Les emplois-jeunes, loin d'être " une nouvelle chance
", s'inscrivent donc dans des logiques de mise au travail de
la jeunesse, sans lui reconnaître d'un point de vue salarial
ou statutaire les compétences acquises au cours des études
et des jobs antérieurs ou au cours de ces emplois eux-mêmes.
Ils s'inscrivent aussi bien sûr dans une démarche de
clientélisme électoral auprès des associations
et des collectivités locales demandeuses de subventions ou
de moyens nouveaux, ce qui est une tradition de la gauche française.
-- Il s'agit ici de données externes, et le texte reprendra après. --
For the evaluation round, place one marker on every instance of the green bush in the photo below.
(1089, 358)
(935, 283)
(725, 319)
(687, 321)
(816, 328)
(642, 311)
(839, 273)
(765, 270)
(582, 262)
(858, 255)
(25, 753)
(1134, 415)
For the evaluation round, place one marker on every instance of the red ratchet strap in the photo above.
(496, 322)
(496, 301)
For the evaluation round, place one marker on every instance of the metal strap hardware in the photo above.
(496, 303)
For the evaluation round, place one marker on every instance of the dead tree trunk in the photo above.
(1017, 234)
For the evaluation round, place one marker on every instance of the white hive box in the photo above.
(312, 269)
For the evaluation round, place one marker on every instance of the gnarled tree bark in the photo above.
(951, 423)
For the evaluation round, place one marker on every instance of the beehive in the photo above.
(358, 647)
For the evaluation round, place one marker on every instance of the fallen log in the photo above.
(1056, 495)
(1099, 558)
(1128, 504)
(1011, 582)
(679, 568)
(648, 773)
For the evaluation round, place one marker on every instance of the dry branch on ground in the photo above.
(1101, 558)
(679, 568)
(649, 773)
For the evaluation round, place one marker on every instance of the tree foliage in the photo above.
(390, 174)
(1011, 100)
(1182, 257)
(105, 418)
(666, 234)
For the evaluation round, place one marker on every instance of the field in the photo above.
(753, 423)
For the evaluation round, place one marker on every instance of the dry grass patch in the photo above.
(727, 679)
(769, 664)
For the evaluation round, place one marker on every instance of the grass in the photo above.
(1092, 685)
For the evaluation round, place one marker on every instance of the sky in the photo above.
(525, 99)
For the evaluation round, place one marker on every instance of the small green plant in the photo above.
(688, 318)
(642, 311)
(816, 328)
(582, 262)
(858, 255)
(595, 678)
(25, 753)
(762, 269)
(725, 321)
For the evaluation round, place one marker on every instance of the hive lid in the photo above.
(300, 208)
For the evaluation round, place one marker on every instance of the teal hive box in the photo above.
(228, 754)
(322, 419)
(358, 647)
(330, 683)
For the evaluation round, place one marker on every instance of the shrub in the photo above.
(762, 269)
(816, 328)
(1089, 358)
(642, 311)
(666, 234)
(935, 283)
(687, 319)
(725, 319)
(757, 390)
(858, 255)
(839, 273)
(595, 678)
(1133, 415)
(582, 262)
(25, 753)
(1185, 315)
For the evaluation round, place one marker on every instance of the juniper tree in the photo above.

De tout ceci on conclut que les emplois-jeunes ne constituent une
" avancée " ni " sociale ", ni "
économique ".
...La crise de la valeur-diplôme est le correspondant exact,
au sein de l'université, de la crise de la valeur-travail...
Partie II : Eléments de généralisation
sur le devenir du contrôle
Le constat le plus englobant à partir duquel nous devons
aborder l'analyse de l'université concerne le travail "
en général ", et plus exactement sa mesurabilité
: le post-fordisme, comme il a été souvent dit, se
caractérise par l'éclatement du temps-mesure, compris
comme le fait de mesurer la valeur par le temps de travail. Un tel
éclatement nous laisse donc avec deux questions : quel rôle
peut dès lors avoir le temps ? Qu'est-ce qui peut avoir le
rôle de mesure ?
THESE 5 : La mesure de la valeur n'est plus le temps de travail
mais la lisibilité des compétences acquises.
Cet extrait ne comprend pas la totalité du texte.